Al avanzar el día, me tranquilicé, pensando que efectivamente sólo había sido un mal sueño y nada más. Pero el gusto no me duró mucho, pues noche tras noche, siempre aparecía ante la puerta de mi cuarto aquel ente terrible. A veces era un colibrí, a veces un enano y a veces una serpiente de fuego, pero su voz, con la que profería sus terribles amenazas, invariablemente era la misma.
Además, con cada nuevo día, la luz del sol me comenzó a parecer más tenue, más apagada, y las sombras, cada vez más densas, no dejaban de susurrarme al oído que todo aquello no era sino por causa mía. Así, poco a poco fue adueñándose de mí ánimo, antes escéptico, la certidumbre de que si yo no le ofrecía el sol el sacrificio que me era demandado, éste moriría a causa de mi falta en aquella caverna maldita.
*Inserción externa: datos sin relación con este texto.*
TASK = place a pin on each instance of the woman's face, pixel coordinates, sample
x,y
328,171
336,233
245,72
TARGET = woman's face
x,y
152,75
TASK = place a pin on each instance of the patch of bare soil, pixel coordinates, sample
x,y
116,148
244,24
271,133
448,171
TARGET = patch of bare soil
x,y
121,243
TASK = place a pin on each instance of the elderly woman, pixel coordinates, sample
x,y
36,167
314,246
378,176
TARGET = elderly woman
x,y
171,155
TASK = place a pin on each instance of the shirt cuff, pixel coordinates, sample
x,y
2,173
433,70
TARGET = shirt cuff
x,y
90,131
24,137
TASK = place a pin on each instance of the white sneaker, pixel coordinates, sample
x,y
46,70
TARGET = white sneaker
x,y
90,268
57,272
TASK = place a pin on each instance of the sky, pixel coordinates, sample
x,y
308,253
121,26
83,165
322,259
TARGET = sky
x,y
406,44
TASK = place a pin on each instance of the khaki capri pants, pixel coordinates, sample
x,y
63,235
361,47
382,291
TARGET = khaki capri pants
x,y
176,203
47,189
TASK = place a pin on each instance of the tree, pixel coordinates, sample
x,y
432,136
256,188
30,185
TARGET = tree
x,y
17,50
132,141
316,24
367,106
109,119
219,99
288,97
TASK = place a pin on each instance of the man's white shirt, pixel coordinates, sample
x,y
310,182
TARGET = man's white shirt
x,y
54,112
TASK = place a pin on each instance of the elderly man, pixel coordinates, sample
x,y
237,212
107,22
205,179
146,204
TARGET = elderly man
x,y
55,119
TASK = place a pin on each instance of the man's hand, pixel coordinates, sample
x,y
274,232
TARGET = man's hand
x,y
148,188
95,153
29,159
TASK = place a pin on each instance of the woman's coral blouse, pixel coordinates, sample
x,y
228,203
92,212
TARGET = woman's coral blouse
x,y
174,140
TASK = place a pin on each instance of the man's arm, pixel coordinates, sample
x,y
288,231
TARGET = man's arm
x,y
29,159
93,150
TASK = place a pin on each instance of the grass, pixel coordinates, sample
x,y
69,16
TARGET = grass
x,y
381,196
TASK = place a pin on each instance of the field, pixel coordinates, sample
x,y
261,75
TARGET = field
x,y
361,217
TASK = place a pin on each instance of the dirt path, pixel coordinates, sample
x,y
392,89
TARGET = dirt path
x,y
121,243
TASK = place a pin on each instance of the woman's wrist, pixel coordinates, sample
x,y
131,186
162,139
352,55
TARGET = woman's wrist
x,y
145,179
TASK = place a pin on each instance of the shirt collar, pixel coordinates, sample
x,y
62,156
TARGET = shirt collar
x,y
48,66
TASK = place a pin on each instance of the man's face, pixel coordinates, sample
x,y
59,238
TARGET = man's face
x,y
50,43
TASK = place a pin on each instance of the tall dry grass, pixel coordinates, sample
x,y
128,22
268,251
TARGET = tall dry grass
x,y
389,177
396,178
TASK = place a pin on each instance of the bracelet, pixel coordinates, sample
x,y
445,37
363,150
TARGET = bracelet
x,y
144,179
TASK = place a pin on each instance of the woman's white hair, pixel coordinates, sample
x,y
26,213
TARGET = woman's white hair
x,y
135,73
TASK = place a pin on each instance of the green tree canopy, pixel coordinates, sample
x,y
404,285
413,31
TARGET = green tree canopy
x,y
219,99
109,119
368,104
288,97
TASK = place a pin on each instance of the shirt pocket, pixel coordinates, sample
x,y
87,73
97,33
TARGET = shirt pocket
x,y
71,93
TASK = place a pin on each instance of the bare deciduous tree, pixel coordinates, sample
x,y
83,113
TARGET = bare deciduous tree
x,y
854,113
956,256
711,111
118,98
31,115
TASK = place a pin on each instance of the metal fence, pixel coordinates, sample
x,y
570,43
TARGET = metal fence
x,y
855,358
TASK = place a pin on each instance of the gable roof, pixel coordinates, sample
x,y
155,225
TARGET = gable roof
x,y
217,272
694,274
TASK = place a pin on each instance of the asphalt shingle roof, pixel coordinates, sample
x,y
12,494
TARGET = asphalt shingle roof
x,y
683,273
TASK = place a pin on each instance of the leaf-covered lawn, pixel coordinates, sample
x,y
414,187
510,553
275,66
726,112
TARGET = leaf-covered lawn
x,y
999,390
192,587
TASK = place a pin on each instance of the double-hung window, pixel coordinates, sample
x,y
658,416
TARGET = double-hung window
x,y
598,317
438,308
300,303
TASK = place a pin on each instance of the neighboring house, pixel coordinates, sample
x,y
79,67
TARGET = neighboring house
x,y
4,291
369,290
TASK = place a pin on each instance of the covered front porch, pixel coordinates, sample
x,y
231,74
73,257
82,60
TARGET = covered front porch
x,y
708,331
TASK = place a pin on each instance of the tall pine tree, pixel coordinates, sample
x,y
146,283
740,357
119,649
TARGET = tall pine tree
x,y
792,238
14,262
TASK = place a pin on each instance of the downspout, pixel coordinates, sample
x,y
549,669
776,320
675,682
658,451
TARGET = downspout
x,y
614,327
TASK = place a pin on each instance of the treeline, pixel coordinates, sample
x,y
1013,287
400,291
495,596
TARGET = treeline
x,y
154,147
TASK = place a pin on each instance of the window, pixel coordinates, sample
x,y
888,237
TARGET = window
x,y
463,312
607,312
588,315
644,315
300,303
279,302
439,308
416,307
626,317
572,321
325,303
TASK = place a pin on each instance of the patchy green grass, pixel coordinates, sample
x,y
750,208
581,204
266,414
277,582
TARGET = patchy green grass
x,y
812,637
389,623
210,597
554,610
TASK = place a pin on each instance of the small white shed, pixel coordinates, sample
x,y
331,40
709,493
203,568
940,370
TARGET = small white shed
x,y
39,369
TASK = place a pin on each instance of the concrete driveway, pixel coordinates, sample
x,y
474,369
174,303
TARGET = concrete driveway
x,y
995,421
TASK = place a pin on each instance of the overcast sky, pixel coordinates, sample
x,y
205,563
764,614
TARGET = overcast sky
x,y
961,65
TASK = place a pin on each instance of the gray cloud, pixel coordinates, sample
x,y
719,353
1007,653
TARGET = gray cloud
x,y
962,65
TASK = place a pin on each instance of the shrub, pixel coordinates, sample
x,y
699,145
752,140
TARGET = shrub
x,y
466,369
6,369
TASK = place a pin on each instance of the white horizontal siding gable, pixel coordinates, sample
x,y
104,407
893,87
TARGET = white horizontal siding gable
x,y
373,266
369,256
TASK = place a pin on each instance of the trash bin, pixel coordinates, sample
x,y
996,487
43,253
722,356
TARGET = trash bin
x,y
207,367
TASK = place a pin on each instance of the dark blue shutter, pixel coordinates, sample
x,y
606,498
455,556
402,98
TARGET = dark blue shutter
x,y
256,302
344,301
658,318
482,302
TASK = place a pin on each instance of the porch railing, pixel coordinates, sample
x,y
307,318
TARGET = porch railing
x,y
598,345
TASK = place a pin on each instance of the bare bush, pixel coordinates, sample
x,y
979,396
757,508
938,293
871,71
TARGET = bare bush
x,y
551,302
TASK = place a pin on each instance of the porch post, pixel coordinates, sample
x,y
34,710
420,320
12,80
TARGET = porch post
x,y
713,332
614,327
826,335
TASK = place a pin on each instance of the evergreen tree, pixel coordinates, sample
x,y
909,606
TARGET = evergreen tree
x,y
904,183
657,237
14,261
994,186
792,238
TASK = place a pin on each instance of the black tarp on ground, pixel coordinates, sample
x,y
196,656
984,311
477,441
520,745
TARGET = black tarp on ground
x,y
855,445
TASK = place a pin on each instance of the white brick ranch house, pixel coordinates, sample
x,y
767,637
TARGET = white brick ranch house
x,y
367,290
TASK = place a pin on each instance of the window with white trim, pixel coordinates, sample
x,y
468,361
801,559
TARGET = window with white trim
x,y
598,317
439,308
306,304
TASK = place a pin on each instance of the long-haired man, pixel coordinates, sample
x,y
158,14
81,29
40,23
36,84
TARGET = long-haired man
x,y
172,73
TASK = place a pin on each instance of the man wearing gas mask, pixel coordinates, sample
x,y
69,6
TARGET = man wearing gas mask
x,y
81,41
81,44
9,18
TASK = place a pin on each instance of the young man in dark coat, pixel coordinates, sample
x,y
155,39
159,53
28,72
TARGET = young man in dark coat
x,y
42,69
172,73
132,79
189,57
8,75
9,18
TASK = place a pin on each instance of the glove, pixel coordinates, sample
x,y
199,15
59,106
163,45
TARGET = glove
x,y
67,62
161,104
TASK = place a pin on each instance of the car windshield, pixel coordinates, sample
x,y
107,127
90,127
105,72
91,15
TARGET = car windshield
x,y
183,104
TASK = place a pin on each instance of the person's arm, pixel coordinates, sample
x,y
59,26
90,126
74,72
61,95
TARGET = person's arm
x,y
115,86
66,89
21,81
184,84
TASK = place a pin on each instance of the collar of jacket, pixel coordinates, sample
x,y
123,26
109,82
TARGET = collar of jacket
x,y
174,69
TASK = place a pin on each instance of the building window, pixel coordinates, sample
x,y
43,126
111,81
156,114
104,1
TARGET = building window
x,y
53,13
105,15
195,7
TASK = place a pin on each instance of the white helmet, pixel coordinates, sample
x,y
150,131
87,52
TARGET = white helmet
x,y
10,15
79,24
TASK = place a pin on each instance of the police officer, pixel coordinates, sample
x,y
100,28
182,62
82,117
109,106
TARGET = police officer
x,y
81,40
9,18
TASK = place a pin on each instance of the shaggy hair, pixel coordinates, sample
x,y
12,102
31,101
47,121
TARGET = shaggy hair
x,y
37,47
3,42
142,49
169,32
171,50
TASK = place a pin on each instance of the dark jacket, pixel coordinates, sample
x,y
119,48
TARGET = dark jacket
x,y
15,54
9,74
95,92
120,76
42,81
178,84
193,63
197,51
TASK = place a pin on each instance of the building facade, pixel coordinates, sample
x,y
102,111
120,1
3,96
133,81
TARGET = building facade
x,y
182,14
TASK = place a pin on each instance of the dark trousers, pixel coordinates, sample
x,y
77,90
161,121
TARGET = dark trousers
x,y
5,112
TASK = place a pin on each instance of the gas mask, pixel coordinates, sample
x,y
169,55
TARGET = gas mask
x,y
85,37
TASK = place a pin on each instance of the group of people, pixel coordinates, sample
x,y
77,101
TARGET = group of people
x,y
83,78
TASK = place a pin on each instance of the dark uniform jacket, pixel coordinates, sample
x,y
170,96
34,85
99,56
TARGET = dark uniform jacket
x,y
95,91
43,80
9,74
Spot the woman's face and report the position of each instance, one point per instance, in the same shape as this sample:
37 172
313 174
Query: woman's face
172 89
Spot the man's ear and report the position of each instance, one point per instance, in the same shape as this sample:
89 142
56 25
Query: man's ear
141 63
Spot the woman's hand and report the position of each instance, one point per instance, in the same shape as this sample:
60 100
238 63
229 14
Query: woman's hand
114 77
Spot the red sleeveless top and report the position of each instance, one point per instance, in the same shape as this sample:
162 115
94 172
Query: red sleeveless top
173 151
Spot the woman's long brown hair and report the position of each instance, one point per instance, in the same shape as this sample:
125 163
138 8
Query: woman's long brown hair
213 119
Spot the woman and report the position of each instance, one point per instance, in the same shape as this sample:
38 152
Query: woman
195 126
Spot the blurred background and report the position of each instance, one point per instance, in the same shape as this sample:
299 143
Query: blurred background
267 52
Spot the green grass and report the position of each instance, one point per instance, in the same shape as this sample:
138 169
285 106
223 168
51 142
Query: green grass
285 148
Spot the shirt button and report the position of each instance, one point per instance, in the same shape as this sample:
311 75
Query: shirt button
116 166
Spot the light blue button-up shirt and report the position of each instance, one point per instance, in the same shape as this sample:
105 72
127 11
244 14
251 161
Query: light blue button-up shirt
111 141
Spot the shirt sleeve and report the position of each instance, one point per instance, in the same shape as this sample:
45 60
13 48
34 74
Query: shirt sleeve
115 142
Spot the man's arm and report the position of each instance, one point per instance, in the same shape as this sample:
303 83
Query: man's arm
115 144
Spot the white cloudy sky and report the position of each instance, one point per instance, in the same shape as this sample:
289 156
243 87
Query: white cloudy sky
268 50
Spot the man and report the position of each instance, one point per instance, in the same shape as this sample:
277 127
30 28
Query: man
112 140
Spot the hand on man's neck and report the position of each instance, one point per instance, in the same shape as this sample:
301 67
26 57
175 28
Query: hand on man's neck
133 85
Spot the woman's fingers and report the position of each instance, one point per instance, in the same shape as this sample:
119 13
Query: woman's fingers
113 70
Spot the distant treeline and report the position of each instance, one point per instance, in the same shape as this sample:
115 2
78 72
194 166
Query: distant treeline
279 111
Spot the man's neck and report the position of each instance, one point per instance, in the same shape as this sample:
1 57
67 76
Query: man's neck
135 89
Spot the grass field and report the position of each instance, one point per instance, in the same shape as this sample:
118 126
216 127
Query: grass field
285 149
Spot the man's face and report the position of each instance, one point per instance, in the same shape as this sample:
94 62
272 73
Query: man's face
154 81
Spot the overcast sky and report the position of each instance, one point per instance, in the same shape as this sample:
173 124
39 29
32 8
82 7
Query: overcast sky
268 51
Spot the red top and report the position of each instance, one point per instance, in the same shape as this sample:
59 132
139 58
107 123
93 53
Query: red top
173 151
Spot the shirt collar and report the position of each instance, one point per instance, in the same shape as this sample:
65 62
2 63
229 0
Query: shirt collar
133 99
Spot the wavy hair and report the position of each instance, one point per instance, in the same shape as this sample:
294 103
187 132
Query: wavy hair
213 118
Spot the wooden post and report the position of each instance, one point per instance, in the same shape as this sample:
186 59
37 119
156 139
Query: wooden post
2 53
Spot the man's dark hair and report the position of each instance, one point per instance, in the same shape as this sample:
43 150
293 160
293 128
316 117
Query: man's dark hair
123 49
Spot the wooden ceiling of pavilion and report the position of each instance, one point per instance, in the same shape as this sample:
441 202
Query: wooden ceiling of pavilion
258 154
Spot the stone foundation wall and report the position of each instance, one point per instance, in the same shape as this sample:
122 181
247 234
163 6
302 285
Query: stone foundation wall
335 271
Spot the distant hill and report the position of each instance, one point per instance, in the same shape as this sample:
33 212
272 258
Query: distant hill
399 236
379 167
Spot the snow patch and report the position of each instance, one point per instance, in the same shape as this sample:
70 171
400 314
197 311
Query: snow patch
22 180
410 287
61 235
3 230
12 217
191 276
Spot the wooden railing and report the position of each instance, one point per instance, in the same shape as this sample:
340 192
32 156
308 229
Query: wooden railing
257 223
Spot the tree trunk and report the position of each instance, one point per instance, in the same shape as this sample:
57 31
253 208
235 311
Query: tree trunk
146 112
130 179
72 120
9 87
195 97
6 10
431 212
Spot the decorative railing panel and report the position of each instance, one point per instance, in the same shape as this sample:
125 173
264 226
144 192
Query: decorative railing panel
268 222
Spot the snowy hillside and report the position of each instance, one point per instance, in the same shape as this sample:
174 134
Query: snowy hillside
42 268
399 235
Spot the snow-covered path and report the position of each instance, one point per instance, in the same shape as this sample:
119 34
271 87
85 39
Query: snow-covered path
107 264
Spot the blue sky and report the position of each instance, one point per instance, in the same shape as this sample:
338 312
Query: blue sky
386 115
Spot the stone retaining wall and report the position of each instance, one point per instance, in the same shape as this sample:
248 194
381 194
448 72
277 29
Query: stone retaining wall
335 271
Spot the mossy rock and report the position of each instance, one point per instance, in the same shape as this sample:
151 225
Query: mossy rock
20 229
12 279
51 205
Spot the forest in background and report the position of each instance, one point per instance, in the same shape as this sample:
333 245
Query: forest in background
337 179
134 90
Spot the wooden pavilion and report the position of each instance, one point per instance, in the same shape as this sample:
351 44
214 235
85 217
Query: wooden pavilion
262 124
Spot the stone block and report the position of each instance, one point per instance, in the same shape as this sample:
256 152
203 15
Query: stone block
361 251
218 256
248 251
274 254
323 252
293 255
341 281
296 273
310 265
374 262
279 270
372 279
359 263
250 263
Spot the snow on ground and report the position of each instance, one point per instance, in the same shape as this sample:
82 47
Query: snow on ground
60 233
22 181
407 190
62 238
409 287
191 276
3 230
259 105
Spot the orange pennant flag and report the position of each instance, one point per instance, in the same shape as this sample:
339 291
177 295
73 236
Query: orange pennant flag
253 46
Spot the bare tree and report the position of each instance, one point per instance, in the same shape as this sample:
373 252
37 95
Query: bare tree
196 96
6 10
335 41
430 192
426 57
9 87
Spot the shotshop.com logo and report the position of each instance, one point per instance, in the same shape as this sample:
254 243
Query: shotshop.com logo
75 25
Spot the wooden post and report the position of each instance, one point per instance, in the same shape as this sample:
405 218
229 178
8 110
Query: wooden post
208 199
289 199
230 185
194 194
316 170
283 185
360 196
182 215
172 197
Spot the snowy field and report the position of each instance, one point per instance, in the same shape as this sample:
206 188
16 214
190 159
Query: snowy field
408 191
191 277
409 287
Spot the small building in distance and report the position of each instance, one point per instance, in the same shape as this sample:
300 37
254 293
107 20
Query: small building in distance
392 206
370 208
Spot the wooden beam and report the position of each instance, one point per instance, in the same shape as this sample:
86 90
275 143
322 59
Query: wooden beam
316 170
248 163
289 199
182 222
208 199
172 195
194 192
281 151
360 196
Pasaron varios días sin que el sol iluminara la mañana con sus poderosos rayos y el monótono firmamento gris no cesó de mancharse de lluvia y granizo. ¿Cuántos? No sé, pudieron ser cuatro, ocho, diez; o quizás sólo fue uno, pero para mi mente turbada aquel atisbo del funesto porvenir fue decisivo. Entonces, lo decidí, no podía demorarme más, el destino del mundo estaba en mis manos y sólo yo, sacrificando lo más caro para mí, podría salvar al planeta entero de la inminente catástrofe.
Una noche, mientras mi esposa dormía, abrí el cajón que contenía el siniestro cuchillo negro que me había sido entregado por el extraño hombre celeste. Al contemplar el grotesco rostro empotrado en la piedra fría, me estremecí, y pensé en deshacerme de aquel artefacto diabólico de una vez y para siempre. Incluso abrí la ventana, dispuesto a lanzarlo lejos, muy lejos de mis temblorosas manos y así librarme de aquella indeseable carga, mas un vívido terror me contuvo y la cavernosa voz del hombre azul volvió a escucharse en mis oídos. Sus amenazas resonaron en mis tímpanos como truenos implacables, como furiosas olas volcándose sobre un barco perdido en medio de una tempestad. Entonces, sin reticencias ni escrúpulos, anulada ya mi voluntad, volví sobre mis pasos y, sosteniendo en el aire la brutal arma de piedra, miré, por un instante, el feliz cuerpo que tendido en el lecho soñaba con placidez. Dejando escapar un aullido tremendo clavé el arma sonriente en el inerme pecho de mi amada Colette.
A quien lea esto, no le pido compasión, ni que intente interceder por mí, pues mi crimen no merece otra cosa que el atroz castigo que voy a recibir. Lo único que deseo es que se sepa la verdad, que yo sólo fui el instrumento de una mente maligna que se oculta en las sombras y arruina la vida de los infortunados con quienes se topa. Por eso, le pido a las autoridades que encuentren al hombre azul, que lo saquen arrastrando de su cueva y lo hagan pagar, como pronto lo haré yo, por sus acciones infames.